Orchestrator

You may also be looking for the WikiFunctions function-orchestrator.

Orchestrator is a service for managing mysql cluster replication. The data-persistence SRE team currently hosts a read-only deployment of it within WMF, replacing the old Tendril/Dbtree.

Operations

Current deployment

It's publicly accessible as https://orchestrator.wikimedia.org/ (this requires NDA)

It runs on dborch1001.eqiad.wmnet, a Ganeti VM. It's backend database is named orchestrator, and it lives on db2093.codfw.wmnet (the db_inventory node in codfw, see T266003 for the background).

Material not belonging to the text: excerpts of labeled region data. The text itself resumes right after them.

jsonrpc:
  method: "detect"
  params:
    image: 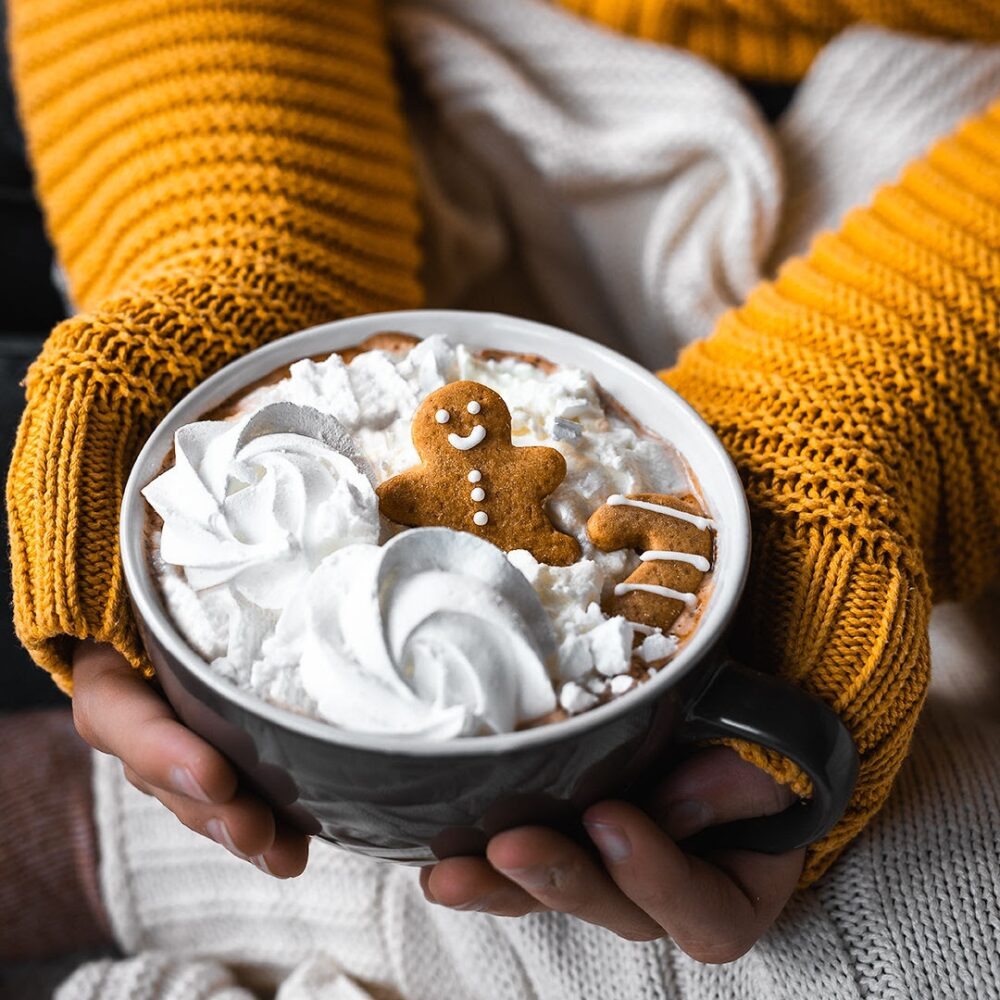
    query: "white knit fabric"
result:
[392,0,1000,367]
[58,0,1000,1000]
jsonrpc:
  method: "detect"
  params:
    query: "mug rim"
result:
[119,309,750,757]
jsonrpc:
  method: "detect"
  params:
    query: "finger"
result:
[584,802,805,962]
[642,747,795,840]
[73,643,237,803]
[486,827,663,941]
[250,823,309,878]
[122,764,153,795]
[420,857,544,917]
[150,786,276,861]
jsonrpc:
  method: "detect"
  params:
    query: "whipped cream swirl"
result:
[142,402,379,611]
[264,528,557,740]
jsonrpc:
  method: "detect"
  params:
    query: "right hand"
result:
[73,642,309,878]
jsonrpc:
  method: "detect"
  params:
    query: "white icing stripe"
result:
[608,494,713,531]
[448,424,486,451]
[639,549,711,573]
[615,583,698,608]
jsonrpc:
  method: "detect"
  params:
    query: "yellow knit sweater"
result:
[8,0,1000,882]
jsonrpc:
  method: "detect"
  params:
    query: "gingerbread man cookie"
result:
[376,382,580,566]
[587,493,712,630]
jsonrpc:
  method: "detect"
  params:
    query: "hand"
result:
[420,747,805,962]
[73,642,309,878]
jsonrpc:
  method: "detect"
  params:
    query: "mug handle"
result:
[678,660,859,854]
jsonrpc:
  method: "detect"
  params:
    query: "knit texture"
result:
[8,0,1000,896]
[664,104,1000,882]
[558,0,1000,82]
[76,692,1000,1000]
[7,0,420,690]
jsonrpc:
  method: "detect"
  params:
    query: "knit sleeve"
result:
[558,0,1000,82]
[7,0,420,690]
[663,102,1000,882]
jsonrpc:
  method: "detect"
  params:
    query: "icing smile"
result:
[448,424,486,451]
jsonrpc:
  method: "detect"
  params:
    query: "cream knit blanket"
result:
[58,0,1000,1000]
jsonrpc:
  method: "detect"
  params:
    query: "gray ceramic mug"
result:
[121,310,858,864]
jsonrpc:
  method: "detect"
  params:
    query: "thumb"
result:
[643,747,795,840]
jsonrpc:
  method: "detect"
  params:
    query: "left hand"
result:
[420,747,805,963]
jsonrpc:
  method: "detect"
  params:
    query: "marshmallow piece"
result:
[587,616,632,677]
[639,634,677,663]
[559,681,597,715]
[608,674,635,696]
[559,635,594,681]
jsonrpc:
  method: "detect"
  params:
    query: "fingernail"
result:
[205,819,250,861]
[451,896,493,913]
[583,823,632,865]
[250,854,278,878]
[663,799,713,840]
[497,865,558,889]
[170,764,212,802]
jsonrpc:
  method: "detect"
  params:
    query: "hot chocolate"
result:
[143,335,715,739]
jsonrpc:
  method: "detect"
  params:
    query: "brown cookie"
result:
[377,382,580,566]
[587,493,713,630]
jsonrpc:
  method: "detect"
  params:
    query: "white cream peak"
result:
[290,528,556,739]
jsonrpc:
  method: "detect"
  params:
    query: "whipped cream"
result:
[263,528,556,739]
[143,337,690,739]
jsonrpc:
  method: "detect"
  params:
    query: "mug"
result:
[121,310,858,864]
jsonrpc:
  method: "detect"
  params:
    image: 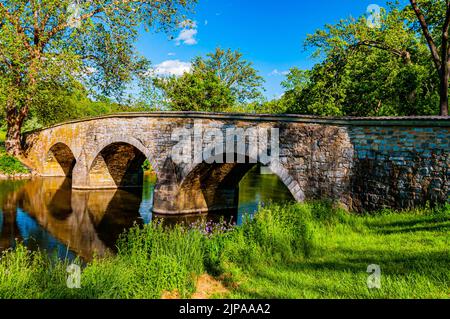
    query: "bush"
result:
[0,151,29,174]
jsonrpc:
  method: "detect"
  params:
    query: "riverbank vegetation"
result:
[0,203,450,298]
[0,133,29,176]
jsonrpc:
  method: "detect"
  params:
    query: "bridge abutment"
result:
[24,112,450,214]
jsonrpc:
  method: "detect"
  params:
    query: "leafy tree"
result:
[280,7,438,116]
[409,0,450,116]
[155,49,263,112]
[155,71,235,112]
[0,0,196,154]
[192,48,264,103]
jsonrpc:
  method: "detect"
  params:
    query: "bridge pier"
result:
[23,112,450,214]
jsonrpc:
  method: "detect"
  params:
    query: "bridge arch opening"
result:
[89,142,151,189]
[179,154,298,215]
[43,143,76,177]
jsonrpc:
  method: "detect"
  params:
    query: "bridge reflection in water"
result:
[0,168,292,260]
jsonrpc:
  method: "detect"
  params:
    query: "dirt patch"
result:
[161,274,228,299]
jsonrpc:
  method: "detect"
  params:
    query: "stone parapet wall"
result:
[24,112,450,214]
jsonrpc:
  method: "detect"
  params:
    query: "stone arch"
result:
[181,146,305,202]
[42,142,76,177]
[87,135,159,175]
[170,153,305,213]
[87,141,147,189]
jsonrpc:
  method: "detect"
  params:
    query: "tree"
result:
[192,48,264,103]
[409,0,450,116]
[155,71,235,112]
[0,0,196,155]
[280,7,439,116]
[153,49,264,112]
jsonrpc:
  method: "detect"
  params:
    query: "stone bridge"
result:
[23,112,450,214]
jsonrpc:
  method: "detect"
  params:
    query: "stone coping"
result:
[25,112,450,134]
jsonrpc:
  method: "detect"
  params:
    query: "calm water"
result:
[0,167,292,260]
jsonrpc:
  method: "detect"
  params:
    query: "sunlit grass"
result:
[230,206,450,298]
[0,203,450,298]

Adding a section to orchestrator

Deploy the orchestrator grants to the section (modules/role/templates/mariadb/grants/orchestrator.sql.erb in the puppet repo). This should be done on the active DC's primary instance, and also on both DC's sanitarium hosts.
Clean up the heartbeat table so that there's no stale entries.
1. E.g. run this against all instances individually: set session sql_log_bin=0; delete from heartbeat where server_id=171974662 limit 1
Add the primary instance to orchestrator.
1. Ssh to the dborch node, and run sudo orchestrator -c discover -i FQDN
2. N.B. it needs to be the FQDN of the instance.

Upgrading orchestrator

Orchestrator automatically deploys schema changes when it gets upgraded. It tracks these in the orchestrator_db_deployments table. On startup it will check to see if the current version number is in that table, and if not it will perform all schema changes. It will not detect if a later version has been deployed. This means that we need a full backup of the orchestrator database before doing an upgrade, as otherwise we do not have a way to rollback.

On dborch1001:

Update apt, so the new package is available: sudo apt update
Stop orchestrator: sudo systemctl stop orchestrator
Take a backup of the orchestrator backend database: sudo mysqldump --defaults-file=/etc/mysql/orchestrator_srv.cnf --ssl -h db2093.codfw.wmnet orchestrator > orchestrator.sql.$(date +"%Y-%m-%d")
Upgrade the orchestrator packages: sudo apt install orchestrator orchestrator-client

Test that the orchestrator binary works from the cmdline:

$ sudo orchestrator -c clusters-alias
2021-10-14 14:03:12 DEBUG Connected to orchestrator backend: orchestrator_srv:?@tcp(db2093.codfw.wmnet:3306)/orchestrator?timeout=1s
2021-10-14 14:03:12 DEBUG Orchestrator pool SetMaxOpenConns: 128
2021-10-14 14:03:12 DEBUG Initializing orchestrator
2021-10-14 14:03:12 INFO Connecting to backend db2093.codfw.wmnet:3306: maxConnections: 128, maxIdleConns: 32
db1103.eqiad.wmnet:3306	x1
db1104.eqiad.wmnet:3306	s8
db1107.eqiad.wmnet:3306	m3
...

Start orchestrator: sudo systemctl start orchestrator

Test that orchestrator-client works:

$ orchestrator-client -c clusters-alias
db1103.eqiad.wmnet:3306,x1
db1104.eqiad.wmnet:3306,s8
db1107.eqiad.wmnet:3306,m3
...

Test that the web u/i works.

If a rollback is needed, unfortunately there's no good story. You need to have (or rebuild) the previous version of the orchestrator packages, and upload them to apt.wm.o, and go from there.

Packaging

Updating orchestrator packaging to a new upstream version

Check out the orchestrator package repo: https://gerrit.wikimedia.org/r/admin/repos/operations/debs/orchestrator
On the master branch, run ./debian/repack v$VER. Note the leading v in the upstream version umber. This will create a tarball in the current directory.
Move the tarball out of the git working dir: mv orchestrator_$VER.orig.tar.xz ..
Import it: gbp import-orig ../orchestrator_$VER.orig.tar.xz. This will add a commit to the upstream branch a new upstream/$VER tag referencing it. It will then merge the new upstream branch into master.
Push these new branches directly to gerrit, as they are not reviewable:
1. git checkout upstream; git push; git push origin upstream/$VER
2. git checkout master; git push
Create a debian changelog entry for the new version: dch -D bullseye-wikimedia --force-distribution -v $VER-1. If you forget to do this, trying to build a package will fail horribly with dpkg-source: error: unrepresentable changes to source
Test building the package to make sure that still works, and then send a CR for review with your changes.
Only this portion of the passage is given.